Ditekan 3 Isu, Industri Hotel dan Restoran Bersiap PHK Karyawan di 2025

ANTARA FOTO/Raisan Al Farisi/aww.
Petugas membersihkan salah satu sudut hotel di Bandung, Jawa Barat, Jumat (5/5/2023).
Penulis: Andi M. Arief
Editor: Sorta Tobing
19/11/2024, 16.24 WIB

Perhimpunan Hotel dan Restoran Indonesia menyatakan ada potensi pengurangan tenaga kerja hingga 50% pada tahun depan. Kondisi ini dipicu kenaikan pajak pertambahan nilai (PPN) menjadi 12%, pemotongan anggaran perjalanan dinas pemerintah, dan pelemahan daya beli kelas menengah. 

Selama ini kegiatan perjalanan dinas pemerintah berkontribusi hingga 40% terhadap total okupansi sektor tersebut. Angkanya dapat naik menjadi 70% untuk wilayah Sulawesi, Nusa Tenggara Timur, Nusa Tenggara Barat, Maluku, dan Papua. 

"Jumlah tenaga kerja di industri hotel dan restoran akan berkurang kalau okupansi turun, khususnya usaha yang ada di daerah," kata Ketua Umum PHRI Haryadi Sukamdani di Jakarta, Selasa (19/11). 

Menteri Keuangan Sri Mulyani Indrawati pada pekan lalu mengeluarkan surat edaran untuk mengurangi anggaran perjalan dinas menteri dan pejabatnya. Dalam Surat Edaran Nomor S-1023/MK.02/2024 tertulis pemangkasan anggarannya mencapai 50%. 

Haryadi menyampaikan kebijakan yang sama pernah dilakukan pada tiga bulan pertama 2015 saat Presiden Joko Widodo pertama kali menjabat. Dampak kebijakan tersebut adalah penurunan okupansi ke bawah 50% pada Januari-Maret.
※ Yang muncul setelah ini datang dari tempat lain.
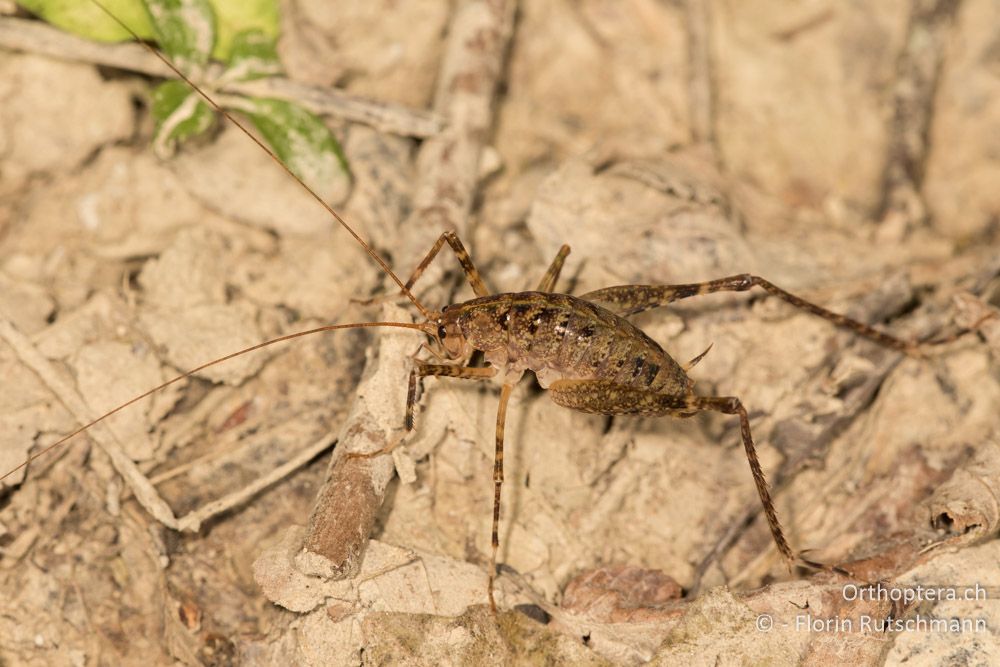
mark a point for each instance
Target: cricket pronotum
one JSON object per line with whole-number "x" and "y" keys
{"x": 583, "y": 349}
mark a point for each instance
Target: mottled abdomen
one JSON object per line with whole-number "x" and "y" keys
{"x": 562, "y": 337}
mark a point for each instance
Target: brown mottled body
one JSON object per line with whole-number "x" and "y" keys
{"x": 563, "y": 337}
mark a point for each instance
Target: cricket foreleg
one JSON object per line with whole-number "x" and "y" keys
{"x": 421, "y": 371}
{"x": 602, "y": 397}
{"x": 471, "y": 272}
{"x": 630, "y": 299}
{"x": 548, "y": 282}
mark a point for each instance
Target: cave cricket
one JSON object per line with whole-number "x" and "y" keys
{"x": 582, "y": 349}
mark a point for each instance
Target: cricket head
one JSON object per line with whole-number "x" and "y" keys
{"x": 449, "y": 335}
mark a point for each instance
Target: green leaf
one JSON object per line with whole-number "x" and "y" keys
{"x": 254, "y": 55}
{"x": 180, "y": 114}
{"x": 300, "y": 139}
{"x": 184, "y": 29}
{"x": 87, "y": 20}
{"x": 237, "y": 16}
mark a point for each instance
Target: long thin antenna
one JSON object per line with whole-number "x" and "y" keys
{"x": 232, "y": 119}
{"x": 281, "y": 339}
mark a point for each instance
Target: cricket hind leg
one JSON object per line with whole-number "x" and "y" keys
{"x": 497, "y": 485}
{"x": 631, "y": 299}
{"x": 548, "y": 282}
{"x": 602, "y": 397}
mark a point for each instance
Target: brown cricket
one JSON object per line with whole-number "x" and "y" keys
{"x": 581, "y": 348}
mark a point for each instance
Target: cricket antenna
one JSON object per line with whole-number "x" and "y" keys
{"x": 232, "y": 119}
{"x": 427, "y": 328}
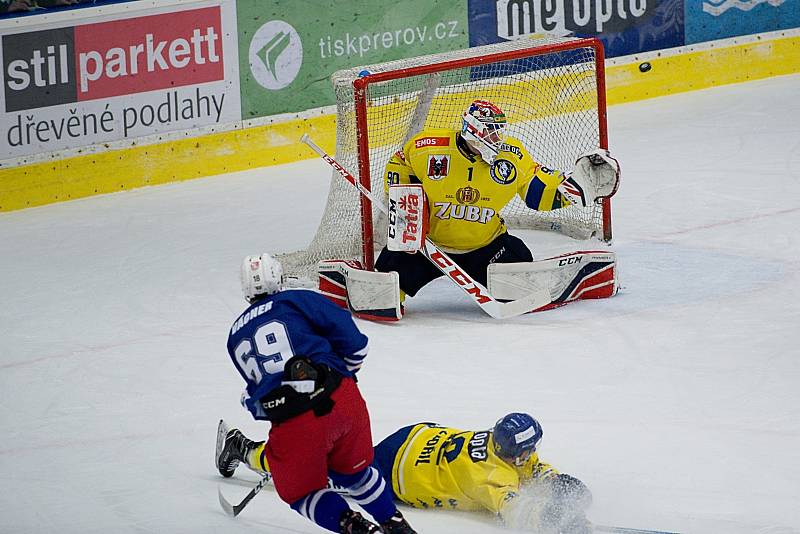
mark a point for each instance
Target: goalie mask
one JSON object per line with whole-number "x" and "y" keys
{"x": 482, "y": 128}
{"x": 516, "y": 437}
{"x": 261, "y": 275}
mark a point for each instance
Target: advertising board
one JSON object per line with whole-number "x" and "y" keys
{"x": 117, "y": 78}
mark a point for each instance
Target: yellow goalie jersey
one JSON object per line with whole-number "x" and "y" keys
{"x": 465, "y": 194}
{"x": 439, "y": 467}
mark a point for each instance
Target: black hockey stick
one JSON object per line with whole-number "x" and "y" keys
{"x": 624, "y": 530}
{"x": 235, "y": 509}
{"x": 479, "y": 294}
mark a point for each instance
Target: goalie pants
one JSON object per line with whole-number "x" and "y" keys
{"x": 416, "y": 270}
{"x": 301, "y": 450}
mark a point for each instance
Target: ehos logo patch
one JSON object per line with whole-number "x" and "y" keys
{"x": 503, "y": 172}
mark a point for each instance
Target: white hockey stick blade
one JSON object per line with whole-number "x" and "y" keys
{"x": 480, "y": 295}
{"x": 226, "y": 506}
{"x": 235, "y": 509}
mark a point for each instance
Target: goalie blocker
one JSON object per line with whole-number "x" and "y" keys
{"x": 574, "y": 276}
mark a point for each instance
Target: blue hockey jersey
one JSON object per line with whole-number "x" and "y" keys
{"x": 290, "y": 323}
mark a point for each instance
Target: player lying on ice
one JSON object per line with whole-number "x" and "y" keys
{"x": 299, "y": 355}
{"x": 430, "y": 466}
{"x": 450, "y": 186}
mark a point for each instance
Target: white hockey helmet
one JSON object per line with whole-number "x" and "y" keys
{"x": 482, "y": 128}
{"x": 261, "y": 275}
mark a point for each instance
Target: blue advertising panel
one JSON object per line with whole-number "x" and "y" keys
{"x": 707, "y": 20}
{"x": 624, "y": 26}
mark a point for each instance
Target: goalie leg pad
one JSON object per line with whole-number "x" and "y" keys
{"x": 370, "y": 295}
{"x": 574, "y": 276}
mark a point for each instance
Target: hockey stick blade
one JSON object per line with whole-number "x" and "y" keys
{"x": 235, "y": 509}
{"x": 624, "y": 530}
{"x": 479, "y": 294}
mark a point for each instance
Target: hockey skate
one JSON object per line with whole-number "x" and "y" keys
{"x": 352, "y": 522}
{"x": 232, "y": 448}
{"x": 397, "y": 524}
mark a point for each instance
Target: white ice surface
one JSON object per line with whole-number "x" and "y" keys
{"x": 678, "y": 401}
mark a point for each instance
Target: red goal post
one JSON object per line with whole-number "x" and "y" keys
{"x": 552, "y": 91}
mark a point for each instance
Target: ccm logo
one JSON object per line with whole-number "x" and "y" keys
{"x": 274, "y": 403}
{"x": 570, "y": 261}
{"x": 459, "y": 277}
{"x": 432, "y": 141}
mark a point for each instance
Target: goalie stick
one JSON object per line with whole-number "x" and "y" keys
{"x": 235, "y": 509}
{"x": 479, "y": 294}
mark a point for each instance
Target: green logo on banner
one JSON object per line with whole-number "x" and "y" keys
{"x": 276, "y": 55}
{"x": 288, "y": 50}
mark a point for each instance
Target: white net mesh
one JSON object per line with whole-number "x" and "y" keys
{"x": 550, "y": 99}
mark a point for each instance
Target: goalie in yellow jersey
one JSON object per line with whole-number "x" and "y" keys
{"x": 496, "y": 471}
{"x": 449, "y": 186}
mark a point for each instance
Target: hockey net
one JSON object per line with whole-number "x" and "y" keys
{"x": 552, "y": 91}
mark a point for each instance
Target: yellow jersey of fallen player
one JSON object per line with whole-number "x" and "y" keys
{"x": 465, "y": 194}
{"x": 439, "y": 467}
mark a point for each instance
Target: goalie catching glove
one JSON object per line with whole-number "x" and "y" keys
{"x": 596, "y": 176}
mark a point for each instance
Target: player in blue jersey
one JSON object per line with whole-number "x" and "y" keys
{"x": 298, "y": 354}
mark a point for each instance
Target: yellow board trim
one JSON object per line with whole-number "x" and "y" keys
{"x": 46, "y": 182}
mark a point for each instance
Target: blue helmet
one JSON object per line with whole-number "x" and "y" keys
{"x": 516, "y": 436}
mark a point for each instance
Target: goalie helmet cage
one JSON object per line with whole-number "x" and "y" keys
{"x": 551, "y": 89}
Sektor usahanya, ia menyebut, hanya memiliki pekerja tetap di tingkat manajemen. Sisanya merupakan pekerja kontrak atau harian. Kalau okupansi hotel dan restoran menurun, para pekerja kontrak akan terkenda dampak paling awal. 

Dampak Kenaikan PPN

Selain pemangkasan anggaran perjalan dinas, kenaikan PPN menjadi 12% pada awal tahun depan akan memberatkan industri perhotelan. Kebijakan ini, menurut Haryadi, menjadi kontraproduktif di tengah konsumen hotel yang sedang sensitif dengan harga.
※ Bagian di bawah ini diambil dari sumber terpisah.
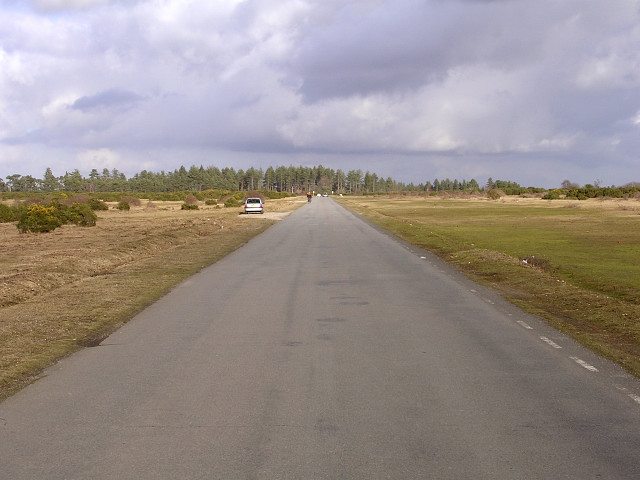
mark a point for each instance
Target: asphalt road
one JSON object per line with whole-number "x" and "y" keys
{"x": 325, "y": 349}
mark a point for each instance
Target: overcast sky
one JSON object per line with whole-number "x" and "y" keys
{"x": 533, "y": 91}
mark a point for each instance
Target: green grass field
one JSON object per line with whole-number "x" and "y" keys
{"x": 582, "y": 270}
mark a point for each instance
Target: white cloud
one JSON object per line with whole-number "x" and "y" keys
{"x": 458, "y": 80}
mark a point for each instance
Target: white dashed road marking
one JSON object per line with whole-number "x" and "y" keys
{"x": 550, "y": 342}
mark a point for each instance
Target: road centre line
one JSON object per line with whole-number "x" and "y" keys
{"x": 584, "y": 364}
{"x": 550, "y": 342}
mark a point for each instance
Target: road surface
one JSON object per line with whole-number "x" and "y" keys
{"x": 325, "y": 349}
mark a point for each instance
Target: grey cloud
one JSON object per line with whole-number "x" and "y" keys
{"x": 110, "y": 99}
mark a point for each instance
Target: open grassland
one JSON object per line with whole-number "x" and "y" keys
{"x": 63, "y": 290}
{"x": 575, "y": 263}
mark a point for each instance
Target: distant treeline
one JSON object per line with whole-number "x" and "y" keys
{"x": 282, "y": 179}
{"x": 279, "y": 179}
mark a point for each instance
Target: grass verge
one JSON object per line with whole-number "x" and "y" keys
{"x": 70, "y": 288}
{"x": 573, "y": 263}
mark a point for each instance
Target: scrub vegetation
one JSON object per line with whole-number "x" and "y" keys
{"x": 575, "y": 263}
{"x": 70, "y": 287}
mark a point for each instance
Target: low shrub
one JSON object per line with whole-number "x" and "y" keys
{"x": 191, "y": 200}
{"x": 81, "y": 215}
{"x": 8, "y": 214}
{"x": 132, "y": 201}
{"x": 96, "y": 205}
{"x": 495, "y": 194}
{"x": 552, "y": 195}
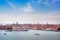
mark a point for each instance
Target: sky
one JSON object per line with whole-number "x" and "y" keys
{"x": 30, "y": 11}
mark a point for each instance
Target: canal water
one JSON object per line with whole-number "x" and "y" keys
{"x": 29, "y": 35}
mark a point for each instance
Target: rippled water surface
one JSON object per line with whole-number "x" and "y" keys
{"x": 29, "y": 35}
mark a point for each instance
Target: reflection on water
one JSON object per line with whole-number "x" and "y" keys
{"x": 30, "y": 35}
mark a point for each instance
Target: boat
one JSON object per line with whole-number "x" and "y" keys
{"x": 5, "y": 33}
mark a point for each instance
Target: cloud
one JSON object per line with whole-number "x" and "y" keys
{"x": 45, "y": 2}
{"x": 11, "y": 5}
{"x": 28, "y": 8}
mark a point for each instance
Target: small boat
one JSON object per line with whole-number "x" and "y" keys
{"x": 37, "y": 34}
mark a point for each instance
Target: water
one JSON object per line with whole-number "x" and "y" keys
{"x": 30, "y": 35}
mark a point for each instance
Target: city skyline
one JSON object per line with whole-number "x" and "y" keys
{"x": 30, "y": 11}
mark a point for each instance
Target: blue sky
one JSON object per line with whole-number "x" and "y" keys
{"x": 30, "y": 11}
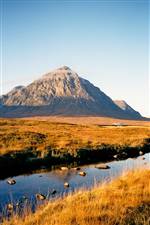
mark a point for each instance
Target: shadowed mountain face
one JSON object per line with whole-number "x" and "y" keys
{"x": 126, "y": 108}
{"x": 61, "y": 92}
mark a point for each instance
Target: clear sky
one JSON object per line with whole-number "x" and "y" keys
{"x": 104, "y": 41}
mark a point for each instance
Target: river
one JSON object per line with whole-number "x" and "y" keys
{"x": 46, "y": 181}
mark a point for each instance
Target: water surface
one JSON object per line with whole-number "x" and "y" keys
{"x": 45, "y": 181}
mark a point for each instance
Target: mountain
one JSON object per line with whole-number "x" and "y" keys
{"x": 60, "y": 92}
{"x": 126, "y": 108}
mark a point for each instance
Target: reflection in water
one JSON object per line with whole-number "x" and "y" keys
{"x": 46, "y": 182}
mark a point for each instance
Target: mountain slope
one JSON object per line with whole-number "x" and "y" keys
{"x": 60, "y": 92}
{"x": 126, "y": 108}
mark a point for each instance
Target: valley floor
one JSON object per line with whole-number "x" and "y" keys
{"x": 124, "y": 201}
{"x": 31, "y": 143}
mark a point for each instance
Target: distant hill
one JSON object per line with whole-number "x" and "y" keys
{"x": 62, "y": 92}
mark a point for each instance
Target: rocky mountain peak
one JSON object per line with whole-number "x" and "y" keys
{"x": 61, "y": 91}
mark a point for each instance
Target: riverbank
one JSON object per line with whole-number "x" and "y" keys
{"x": 30, "y": 144}
{"x": 124, "y": 201}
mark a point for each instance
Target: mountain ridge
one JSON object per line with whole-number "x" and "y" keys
{"x": 61, "y": 92}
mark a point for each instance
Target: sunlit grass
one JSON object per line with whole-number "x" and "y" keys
{"x": 124, "y": 201}
{"x": 18, "y": 135}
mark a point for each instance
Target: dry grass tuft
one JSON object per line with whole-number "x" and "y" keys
{"x": 17, "y": 134}
{"x": 125, "y": 201}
PHRI telah menyurati pemerintah agar kebijakan pemotongan anggaran dinas dan kenaikan PPN dikaji kembali. Hingga saat ini, surat tersebut belum mendapat response dari Kementerian Keuangan maupun Presiden Prabowo Subianto.
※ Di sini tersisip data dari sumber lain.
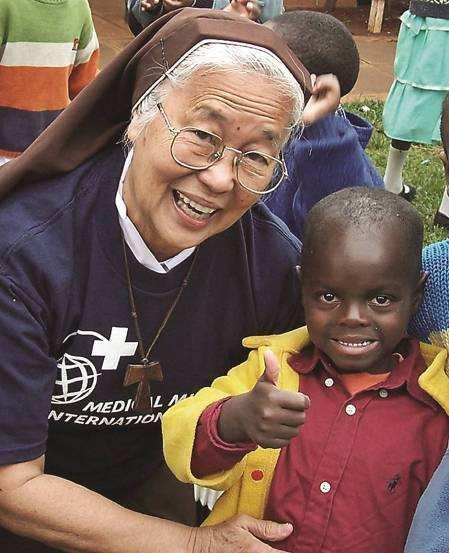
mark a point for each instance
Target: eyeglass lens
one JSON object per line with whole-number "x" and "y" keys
{"x": 199, "y": 149}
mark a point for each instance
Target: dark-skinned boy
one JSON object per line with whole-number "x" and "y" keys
{"x": 351, "y": 476}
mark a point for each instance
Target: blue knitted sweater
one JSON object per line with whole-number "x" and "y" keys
{"x": 329, "y": 156}
{"x": 429, "y": 532}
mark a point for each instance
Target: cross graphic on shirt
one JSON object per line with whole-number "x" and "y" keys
{"x": 143, "y": 374}
{"x": 114, "y": 348}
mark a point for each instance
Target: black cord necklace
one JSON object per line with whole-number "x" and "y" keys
{"x": 146, "y": 371}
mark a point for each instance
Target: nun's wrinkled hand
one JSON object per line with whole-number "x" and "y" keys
{"x": 170, "y": 5}
{"x": 240, "y": 534}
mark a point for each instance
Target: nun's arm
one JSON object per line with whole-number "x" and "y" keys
{"x": 71, "y": 518}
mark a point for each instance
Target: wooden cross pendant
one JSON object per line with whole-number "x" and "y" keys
{"x": 143, "y": 374}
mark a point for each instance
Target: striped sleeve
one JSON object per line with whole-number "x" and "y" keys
{"x": 87, "y": 57}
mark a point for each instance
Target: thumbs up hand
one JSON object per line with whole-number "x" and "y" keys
{"x": 266, "y": 415}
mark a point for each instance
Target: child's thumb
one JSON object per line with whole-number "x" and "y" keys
{"x": 272, "y": 368}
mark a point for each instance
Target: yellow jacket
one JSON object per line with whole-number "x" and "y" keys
{"x": 247, "y": 490}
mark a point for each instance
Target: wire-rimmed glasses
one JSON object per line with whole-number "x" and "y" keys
{"x": 198, "y": 149}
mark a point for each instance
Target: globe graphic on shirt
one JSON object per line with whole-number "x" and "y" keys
{"x": 76, "y": 380}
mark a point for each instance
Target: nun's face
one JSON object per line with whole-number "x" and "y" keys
{"x": 174, "y": 207}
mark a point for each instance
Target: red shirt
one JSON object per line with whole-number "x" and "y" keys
{"x": 352, "y": 478}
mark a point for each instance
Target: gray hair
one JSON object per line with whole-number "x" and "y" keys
{"x": 219, "y": 56}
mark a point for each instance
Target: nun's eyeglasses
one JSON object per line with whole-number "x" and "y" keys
{"x": 198, "y": 149}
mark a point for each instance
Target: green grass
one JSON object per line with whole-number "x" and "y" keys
{"x": 423, "y": 168}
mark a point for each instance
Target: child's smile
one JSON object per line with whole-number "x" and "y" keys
{"x": 358, "y": 294}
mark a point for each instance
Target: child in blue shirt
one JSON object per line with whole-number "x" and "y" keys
{"x": 329, "y": 155}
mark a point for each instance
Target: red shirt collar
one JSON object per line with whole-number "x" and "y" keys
{"x": 405, "y": 374}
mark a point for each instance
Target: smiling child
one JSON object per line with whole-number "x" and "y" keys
{"x": 350, "y": 479}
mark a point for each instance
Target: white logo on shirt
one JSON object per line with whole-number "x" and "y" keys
{"x": 78, "y": 376}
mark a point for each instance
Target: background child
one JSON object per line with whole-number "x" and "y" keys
{"x": 430, "y": 528}
{"x": 421, "y": 70}
{"x": 351, "y": 478}
{"x": 329, "y": 155}
{"x": 48, "y": 54}
{"x": 140, "y": 13}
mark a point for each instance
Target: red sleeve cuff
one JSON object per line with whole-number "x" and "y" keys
{"x": 210, "y": 453}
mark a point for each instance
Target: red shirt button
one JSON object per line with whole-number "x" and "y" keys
{"x": 257, "y": 475}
Para pengusaha kini menyiapkan langkah mitigasi dengan cara penghematan biaya produksi dan jumlah tenaga kerja.  "Kami berharap, semua data yang ada dapat menjadi pertimbangan agar pemerintah meninjau kembali kebijakan PPN maupun pemotongan anggaran perjalanan dinas," katanya.

Badan Pusat Statistik mendata kamar hotel bintang secara nasional pada September 2024 susut 17 basis poin secara bulanan menjadi 54,68%. Haryadi menilai hal tersebut disebabkan oleh melemahnya daya beli kelas menengah.